研究課題
昨年に引き続き、IgG4関連疾患(IgG4RD)患者の血清学的検査、臓器病変数、血清線維化マーカーなどと臓器予後(画像的、血清学的)との関連性を解析・評価した。方法としては、IgG4RD患者(30名)の血清学的・病理組織検査および造影CT・FDG-PET/CTにて臨床所見を評価した。次に臓器病変数に応じて、多臓器群、限局群に分けて、比較検討も行った。その病変数、線維化マーカー、(画像的、血清学的)臓器予後との関連についても検討した。多臓器群では限局群と比較して、ChEやDKK-1が低値であった。これらの低ChEおよび低DKK-1血症は線維化スコアと負の相関を示した。さらに2年のフォローアップの検討では、基礎の(治療前の)ChEやDKK-1が低値の群ほど、治療後もCTなど画像的に病変臓器の萎縮進行を認める傾向が示された。これらのことは、IgG4RD患者において、血清ChE値や血清DKK-1値が疾患予後の新たな指標となる可能性を示唆する。IgG4関連疾患の腫瘍化の検討では、IgG4関連疾患患者では悪性腫瘍の既往もしくは疾患発症後の悪性腫瘍の発症の頻度が非IgG4関連疾患群に比して、有意に高い傾向があり、さらに集積し解析継続中である。さらに、本年はIgG4RDの一部に病変に典型的な花筵状線維化を認めながらラングハンス巨細胞と伴う肉芽腫性変化を来すものがあることを当科より報告した。IgG4RDで肉芽腫性変化を来すもの、来さないもの、および肉芽腫変化を来すサルコイドーシス、良性耳下腺・顎下腺腫瘍などの患者の血清および組織サイトカインプロファイルを比較検討することを開始した。中間段階ではあるが、血清学的には肉芽腫形成・巨細胞形成に関与が指摘されているIL-4、IFNγ、IL-10、TGFβなどはそれぞれ群間において有意差を示さなかった。現在、組織蛋白レベルでの比較検討を準備中である。
2: おおむね順調に進展している
組織検体処理・蛋白抽出などに時間を費やすことが多かったが、本年度からサイトカインのELISA解析に費やすことが可能となり、現在も解析中である。さらに、IgG4関連疾患の腫瘍化についての検討では、IgG4関連疾患患者では悪性腫瘍の既往もしくは疾患発症後の悪性腫瘍の発症の頻度が非IgG4関連疾患群のそれらに比して、有意に高い傾向があり、これらについてもさらに集積し解析継続中である。

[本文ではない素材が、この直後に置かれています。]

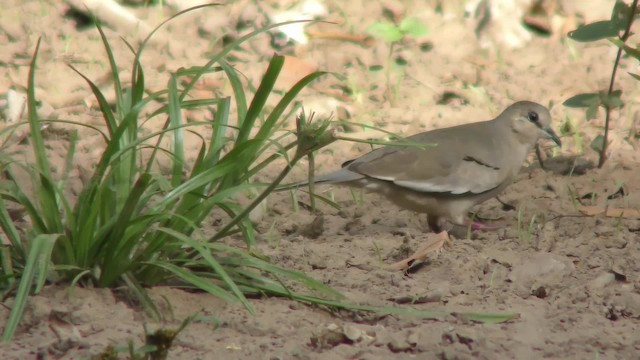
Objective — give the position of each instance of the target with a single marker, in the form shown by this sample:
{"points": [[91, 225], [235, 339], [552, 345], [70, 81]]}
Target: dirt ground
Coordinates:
{"points": [[573, 281]]}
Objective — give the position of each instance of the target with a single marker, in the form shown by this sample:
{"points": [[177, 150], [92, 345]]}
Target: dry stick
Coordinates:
{"points": [[607, 108]]}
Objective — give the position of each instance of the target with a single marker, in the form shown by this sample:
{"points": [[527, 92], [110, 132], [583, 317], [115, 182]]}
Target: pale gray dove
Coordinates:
{"points": [[459, 167]]}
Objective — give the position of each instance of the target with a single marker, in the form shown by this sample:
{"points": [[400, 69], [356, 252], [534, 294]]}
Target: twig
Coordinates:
{"points": [[607, 108]]}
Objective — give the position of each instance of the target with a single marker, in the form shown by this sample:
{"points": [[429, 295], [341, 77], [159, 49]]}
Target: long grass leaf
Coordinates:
{"points": [[215, 266], [260, 98], [175, 120], [197, 281], [238, 90], [34, 271]]}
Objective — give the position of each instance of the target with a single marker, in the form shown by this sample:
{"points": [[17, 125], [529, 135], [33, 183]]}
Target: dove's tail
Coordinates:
{"points": [[336, 177]]}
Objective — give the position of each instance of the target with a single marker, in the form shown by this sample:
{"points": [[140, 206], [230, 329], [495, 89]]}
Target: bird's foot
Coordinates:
{"points": [[476, 225], [434, 245]]}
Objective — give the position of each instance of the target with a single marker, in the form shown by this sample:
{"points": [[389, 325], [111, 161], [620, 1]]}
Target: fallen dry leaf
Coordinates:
{"points": [[625, 213]]}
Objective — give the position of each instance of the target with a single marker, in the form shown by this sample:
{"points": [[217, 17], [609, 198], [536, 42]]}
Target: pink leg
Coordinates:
{"points": [[484, 227]]}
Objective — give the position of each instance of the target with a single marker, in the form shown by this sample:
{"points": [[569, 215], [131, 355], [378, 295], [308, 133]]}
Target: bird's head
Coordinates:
{"points": [[530, 121]]}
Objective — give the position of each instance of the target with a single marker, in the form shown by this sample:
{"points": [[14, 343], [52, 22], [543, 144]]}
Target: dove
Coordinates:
{"points": [[458, 167]]}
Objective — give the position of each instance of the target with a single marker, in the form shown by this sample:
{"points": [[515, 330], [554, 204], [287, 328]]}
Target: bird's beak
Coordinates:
{"points": [[552, 135]]}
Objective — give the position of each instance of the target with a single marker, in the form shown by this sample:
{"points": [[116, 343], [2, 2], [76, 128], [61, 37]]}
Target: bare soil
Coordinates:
{"points": [[573, 278]]}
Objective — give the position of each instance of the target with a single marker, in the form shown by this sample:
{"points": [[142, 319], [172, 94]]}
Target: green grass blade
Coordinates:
{"points": [[35, 271], [238, 90], [260, 98], [276, 114], [213, 264], [175, 120], [197, 281]]}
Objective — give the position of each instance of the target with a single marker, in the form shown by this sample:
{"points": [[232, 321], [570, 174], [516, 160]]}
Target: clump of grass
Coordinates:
{"points": [[131, 225]]}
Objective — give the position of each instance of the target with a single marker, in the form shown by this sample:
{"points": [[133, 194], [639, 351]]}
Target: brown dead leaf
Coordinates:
{"points": [[625, 213]]}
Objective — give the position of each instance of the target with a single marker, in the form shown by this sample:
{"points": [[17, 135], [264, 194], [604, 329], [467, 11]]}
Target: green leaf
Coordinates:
{"points": [[620, 15], [34, 272], [412, 26], [592, 111], [635, 76], [595, 31], [633, 52], [582, 100], [385, 30], [598, 143], [613, 100]]}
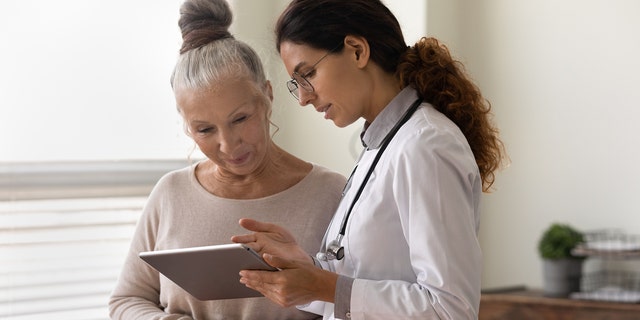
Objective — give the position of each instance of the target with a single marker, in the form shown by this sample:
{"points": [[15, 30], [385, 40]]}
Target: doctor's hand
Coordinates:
{"points": [[272, 239], [295, 284]]}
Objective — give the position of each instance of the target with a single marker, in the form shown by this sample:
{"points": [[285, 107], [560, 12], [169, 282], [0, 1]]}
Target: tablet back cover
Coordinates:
{"points": [[210, 272]]}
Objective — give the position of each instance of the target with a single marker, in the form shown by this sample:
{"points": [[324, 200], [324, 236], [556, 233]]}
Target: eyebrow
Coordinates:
{"points": [[299, 65]]}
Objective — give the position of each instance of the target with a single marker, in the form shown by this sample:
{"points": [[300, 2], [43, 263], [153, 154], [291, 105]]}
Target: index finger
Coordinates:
{"points": [[258, 226]]}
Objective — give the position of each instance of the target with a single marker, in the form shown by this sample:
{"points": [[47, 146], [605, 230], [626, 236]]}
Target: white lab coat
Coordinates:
{"points": [[411, 240]]}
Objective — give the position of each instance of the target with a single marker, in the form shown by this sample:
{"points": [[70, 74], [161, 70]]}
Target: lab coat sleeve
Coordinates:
{"points": [[436, 188]]}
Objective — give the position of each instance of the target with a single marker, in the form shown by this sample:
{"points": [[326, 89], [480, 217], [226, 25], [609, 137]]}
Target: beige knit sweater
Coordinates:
{"points": [[181, 213]]}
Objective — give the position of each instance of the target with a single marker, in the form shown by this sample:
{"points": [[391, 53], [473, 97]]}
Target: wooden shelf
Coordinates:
{"points": [[531, 304]]}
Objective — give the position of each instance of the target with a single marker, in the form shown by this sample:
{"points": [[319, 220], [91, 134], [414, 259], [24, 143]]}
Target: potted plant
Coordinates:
{"points": [[562, 270]]}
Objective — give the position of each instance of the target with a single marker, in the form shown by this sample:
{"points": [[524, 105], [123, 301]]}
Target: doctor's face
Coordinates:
{"points": [[334, 80], [229, 123]]}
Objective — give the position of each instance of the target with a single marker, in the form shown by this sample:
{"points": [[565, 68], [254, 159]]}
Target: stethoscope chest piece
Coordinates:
{"points": [[334, 249]]}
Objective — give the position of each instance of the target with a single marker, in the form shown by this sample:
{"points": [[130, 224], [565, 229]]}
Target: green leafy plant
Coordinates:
{"points": [[558, 241]]}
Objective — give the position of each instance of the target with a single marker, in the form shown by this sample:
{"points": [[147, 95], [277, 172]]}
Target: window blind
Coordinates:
{"points": [[65, 229]]}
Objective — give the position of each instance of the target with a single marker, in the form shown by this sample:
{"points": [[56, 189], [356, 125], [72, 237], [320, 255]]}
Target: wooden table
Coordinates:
{"points": [[531, 304]]}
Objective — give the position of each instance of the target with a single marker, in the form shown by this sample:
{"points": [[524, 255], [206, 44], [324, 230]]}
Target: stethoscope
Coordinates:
{"points": [[334, 249]]}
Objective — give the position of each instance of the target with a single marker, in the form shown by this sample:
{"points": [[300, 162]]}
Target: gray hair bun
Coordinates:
{"points": [[203, 21]]}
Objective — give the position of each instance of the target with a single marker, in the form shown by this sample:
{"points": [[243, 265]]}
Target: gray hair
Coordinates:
{"points": [[209, 53]]}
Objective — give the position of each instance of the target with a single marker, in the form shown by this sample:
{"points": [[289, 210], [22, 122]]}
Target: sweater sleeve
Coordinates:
{"points": [[136, 295]]}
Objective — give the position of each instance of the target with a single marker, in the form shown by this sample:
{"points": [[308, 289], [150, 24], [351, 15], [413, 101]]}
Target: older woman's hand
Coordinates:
{"points": [[272, 239], [295, 284]]}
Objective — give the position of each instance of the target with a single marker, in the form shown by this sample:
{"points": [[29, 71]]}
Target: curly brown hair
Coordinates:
{"points": [[440, 80], [427, 66]]}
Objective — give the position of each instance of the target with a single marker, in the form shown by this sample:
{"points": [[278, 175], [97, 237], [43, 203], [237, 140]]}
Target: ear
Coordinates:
{"points": [[268, 90], [358, 48]]}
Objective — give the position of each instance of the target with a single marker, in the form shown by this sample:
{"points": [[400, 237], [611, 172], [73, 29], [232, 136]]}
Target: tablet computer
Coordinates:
{"points": [[209, 272]]}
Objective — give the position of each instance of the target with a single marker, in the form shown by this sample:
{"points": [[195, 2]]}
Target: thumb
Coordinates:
{"points": [[279, 262]]}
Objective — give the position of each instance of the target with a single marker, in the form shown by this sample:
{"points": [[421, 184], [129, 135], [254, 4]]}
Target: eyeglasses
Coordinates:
{"points": [[300, 80]]}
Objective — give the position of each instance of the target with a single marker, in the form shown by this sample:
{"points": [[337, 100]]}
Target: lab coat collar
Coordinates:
{"points": [[373, 134]]}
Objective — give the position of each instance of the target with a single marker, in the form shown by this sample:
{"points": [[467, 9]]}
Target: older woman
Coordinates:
{"points": [[225, 101]]}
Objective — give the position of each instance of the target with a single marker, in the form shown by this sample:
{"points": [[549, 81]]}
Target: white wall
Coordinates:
{"points": [[87, 80], [562, 79]]}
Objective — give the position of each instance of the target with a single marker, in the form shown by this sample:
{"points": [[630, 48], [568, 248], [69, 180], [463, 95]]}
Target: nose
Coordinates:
{"points": [[228, 140], [304, 97]]}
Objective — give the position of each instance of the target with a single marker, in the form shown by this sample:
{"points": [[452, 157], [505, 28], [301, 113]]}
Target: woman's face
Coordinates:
{"points": [[338, 84], [230, 124]]}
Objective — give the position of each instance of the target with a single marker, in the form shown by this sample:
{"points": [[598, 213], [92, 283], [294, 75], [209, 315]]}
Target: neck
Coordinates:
{"points": [[385, 88]]}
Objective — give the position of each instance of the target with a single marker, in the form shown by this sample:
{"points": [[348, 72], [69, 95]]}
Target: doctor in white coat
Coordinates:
{"points": [[403, 243]]}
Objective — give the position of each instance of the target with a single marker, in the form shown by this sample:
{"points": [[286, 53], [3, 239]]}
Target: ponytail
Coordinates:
{"points": [[440, 80]]}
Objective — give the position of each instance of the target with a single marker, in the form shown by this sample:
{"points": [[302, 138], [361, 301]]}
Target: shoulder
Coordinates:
{"points": [[174, 181], [320, 174], [429, 134]]}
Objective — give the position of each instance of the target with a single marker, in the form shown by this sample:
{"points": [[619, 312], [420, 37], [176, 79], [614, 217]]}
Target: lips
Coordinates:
{"points": [[324, 109], [239, 160]]}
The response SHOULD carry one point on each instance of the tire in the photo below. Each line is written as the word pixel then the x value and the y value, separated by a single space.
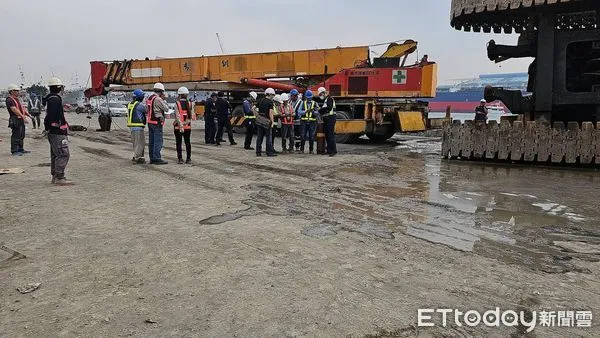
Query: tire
pixel 345 138
pixel 380 138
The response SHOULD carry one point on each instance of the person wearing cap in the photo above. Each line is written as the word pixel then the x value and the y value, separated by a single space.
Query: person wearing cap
pixel 17 120
pixel 183 125
pixel 56 127
pixel 277 102
pixel 287 124
pixel 297 106
pixel 224 109
pixel 265 110
pixel 210 112
pixel 34 106
pixel 249 119
pixel 327 113
pixel 481 111
pixel 156 110
pixel 136 121
pixel 308 122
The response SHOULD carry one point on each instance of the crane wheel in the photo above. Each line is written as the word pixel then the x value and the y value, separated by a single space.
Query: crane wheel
pixel 345 138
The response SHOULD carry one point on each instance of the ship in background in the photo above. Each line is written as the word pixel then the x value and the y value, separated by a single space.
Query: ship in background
pixel 465 95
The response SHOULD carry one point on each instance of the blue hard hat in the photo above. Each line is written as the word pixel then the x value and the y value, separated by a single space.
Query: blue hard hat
pixel 138 94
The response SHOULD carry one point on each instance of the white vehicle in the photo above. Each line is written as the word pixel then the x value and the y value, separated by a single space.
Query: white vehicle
pixel 115 109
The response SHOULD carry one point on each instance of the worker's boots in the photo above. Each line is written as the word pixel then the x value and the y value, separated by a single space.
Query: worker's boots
pixel 61 181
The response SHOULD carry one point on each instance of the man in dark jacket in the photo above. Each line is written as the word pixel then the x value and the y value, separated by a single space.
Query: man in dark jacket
pixel 223 114
pixel 481 111
pixel 327 112
pixel 210 112
pixel 56 127
pixel 16 121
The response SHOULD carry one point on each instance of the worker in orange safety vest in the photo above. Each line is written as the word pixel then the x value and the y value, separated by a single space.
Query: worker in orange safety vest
pixel 184 114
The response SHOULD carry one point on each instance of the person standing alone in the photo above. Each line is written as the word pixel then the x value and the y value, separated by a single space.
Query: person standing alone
pixel 156 109
pixel 34 106
pixel 56 127
pixel 287 124
pixel 265 110
pixel 481 111
pixel 308 122
pixel 184 115
pixel 223 114
pixel 327 112
pixel 210 112
pixel 136 121
pixel 16 121
pixel 249 119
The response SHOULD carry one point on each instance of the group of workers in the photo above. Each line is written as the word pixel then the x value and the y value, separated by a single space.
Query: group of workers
pixel 261 116
pixel 285 110
pixel 55 126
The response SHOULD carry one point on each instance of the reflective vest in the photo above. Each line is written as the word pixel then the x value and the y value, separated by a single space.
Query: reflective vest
pixel 287 110
pixel 309 112
pixel 184 115
pixel 62 125
pixel 18 105
pixel 250 114
pixel 150 105
pixel 332 111
pixel 132 119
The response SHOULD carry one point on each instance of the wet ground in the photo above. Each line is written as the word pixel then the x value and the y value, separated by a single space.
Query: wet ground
pixel 394 220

保存血清および組織から抽出した蛋白などを用いて、サイトカインプロファイルの比較検討をELISA解析により進めていく予定である。また組織染色を追加することで、病変組織上での発現蛋白の相違を検討し、病態解明につなげていく予定である。
保存血清収集および組織蛋白抽出に時間を要したため、ELISA解析などを開始し始めたところであり、これらの時間を費やすことがやや困難となっていたため次年度使用額が生じている。
保存血清および組織抽出蛋白からのサイトカインプロファイル解析および組織染色による発現蛋白解析を予定通りに行っていく。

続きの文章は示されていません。